You can also (soon) use f-strings in Python 3.6, which is probably the shortest way to format a string:
print(f'path: {path} curr: {curr} prev: {prev}')
And even put all your data inside a dict:
d = {"path": path, "curr": curr, "prev": prev}
print(f'path: {d["path"]} curr: {d["curr"]} prev: {d["prev"]}')
You can do the following if you place your data inside a dictionary:
data = {"path": "/var/blah","curr": "1.1","prev": "1.0"}
"{0}: {path}, {1}: {curr}, {2}: {prev}".format(*data, **data)

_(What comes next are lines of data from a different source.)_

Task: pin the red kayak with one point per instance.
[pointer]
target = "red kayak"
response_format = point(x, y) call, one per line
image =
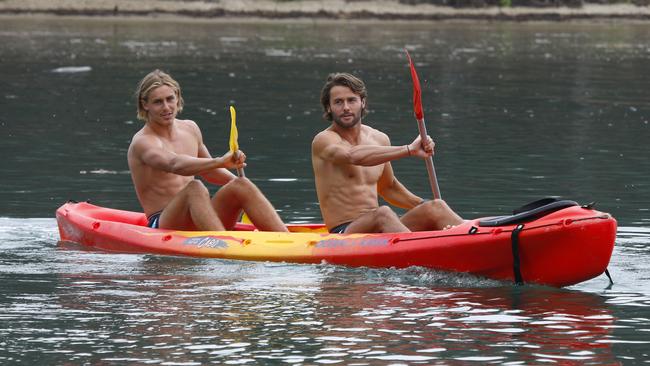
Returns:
point(549, 242)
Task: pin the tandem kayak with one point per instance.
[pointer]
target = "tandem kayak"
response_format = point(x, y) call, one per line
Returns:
point(549, 242)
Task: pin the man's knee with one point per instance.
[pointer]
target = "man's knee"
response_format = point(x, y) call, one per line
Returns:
point(197, 188)
point(386, 214)
point(436, 205)
point(241, 184)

Update 2016: As of Python 3.6 you can substitute variables into strings by name:
>>> origin = "London"
>>> destination = "Paris"
>>> f"from {origin} to {destination}"
'from London to Paris'
Note the f" prefix. If you try this in Python 3.5 or earlier, you'll get a SyntaxError.
See https://docs.python.org/3.6/reference/lexical_analysis.html#f-strings
If you don't want to add the unchanging variables to your dictionary each time, you can reference both the variables and the dictionary keys using format:
str = "path {path} curr: {curr} prev: {prev}".format(curr=curr, prev=prev, **dict)
It might be bad form logically, but it makes things more modular expecting curr and prev to be mostly static and the dictionary to update.